You are in the trust and cooperation business

12 seconds and counting

Connect as you conclude. “I guess we’re both going to think about how to be more dynamic. You said the one thing you can do is reduce your number of slides in order to have more focus on yourself. As for me, I think I need to find more personal examples.”

“You say your teacher wears weird clothes? Is it sometimes good to get a little weird? How are you weird in a good way?”

There is hardly anything more valuable to building trust and cooperation than a good affirmation. Remember that famous Eric Berne book from way back, “I’m Okay, You’re Okay?” You are basically saying, “I heard you and it got me thinking. You heard me and hopefully, it got you thinking.”

That’s an excellent result from a very brief conversation. 

“Do you usually come here?” could be a pick-up line, but actually is not bad as an opening question. What do you get out of it? Why do you keep coming back? Where are you going from here? – Those are reflective questions that can be the result of a very benign and simple beginning.

Some warnings:

Don’t be over-ambitious. This is not therapy nor an official coaching situation. You just want to be perceived as a person who can listen, care and ask reflective questions. 

Don’t be disappointed. You will not always get short, clever, thoughtful, and reflective responses. “Food for thought” is just as good as a detailed next step. You are in the trust and cooperation creation business, and you do not force thoughts and feelings, only give openings.

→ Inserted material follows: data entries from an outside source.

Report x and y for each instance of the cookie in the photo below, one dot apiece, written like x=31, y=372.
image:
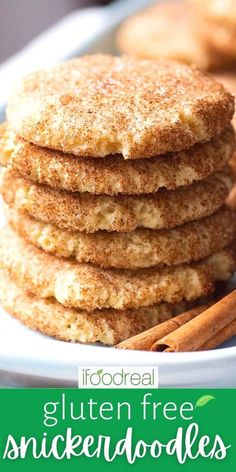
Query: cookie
x=228, y=79
x=148, y=35
x=115, y=175
x=139, y=249
x=89, y=287
x=218, y=24
x=108, y=327
x=91, y=213
x=95, y=106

Don’t expect solutions. Sure, it’d be great to put your finger on a specific behavior for the next day to move each other forward. No problem going for that, but don’t expect it. Identifying the next step is a consequence of a good conversation and you can try to for that, not always expect it.

Don’t expect emotional catharsis. In fact, that’s not what you want. These types of brief interactions should mostly focus on thoughts and cognition. Sure, if your friend or colleague needs and wants to vent their feelings, you listen and accept and perhaps ask a few questions, but that’s a longer and different type of conversation.